To the north, Opus Development’s Citizen Park has anchored the intersection of Euclid and Lindell since 2016. An AC Hotel is planned along York Avenue, the alleyway behind the Argyle Garage, while another block to the west, Straub’s Market has undergone a complete renovation. A small mixed-use redevelopment to include an art studio is underway at 429 N. Euclid, while Clayton development guru Bob Saur is planning 161 micro-apartments at the corner of Euclid and Delmar, across Euclid from Cullinan’s renovated mixed-use Lofts at Euclid building.

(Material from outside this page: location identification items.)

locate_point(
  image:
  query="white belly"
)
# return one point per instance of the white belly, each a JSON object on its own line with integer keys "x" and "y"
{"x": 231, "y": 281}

The intersection of Euclid and McPherson in the Central West End between 1908 and 1918. On the left is what is known today as Mission Taco. Across the street on the left is what is known today at Left Bank Books. Photo: Capturing the City

With all its development, the Central West End remains one of the city’s most diverse areas. In the 2010 Census, the neighborhood’s 14,500 residents were 58% white, 28% black, 11% Asian and 3% Hispanic. Playwright Tennessee Williams, poet T. S. Eliot, author Kate Chopin and the Beat generation’s William S. Burroughs all called the Central West End home. The area is one of the region’s most walkable, car-optional neighborhoods best known for its fin de siècle mansions, historic houses, condos and unique retail. Yet it is the neighborhood’s apartment buildings that now step up to take the gold as the region’s most valuable.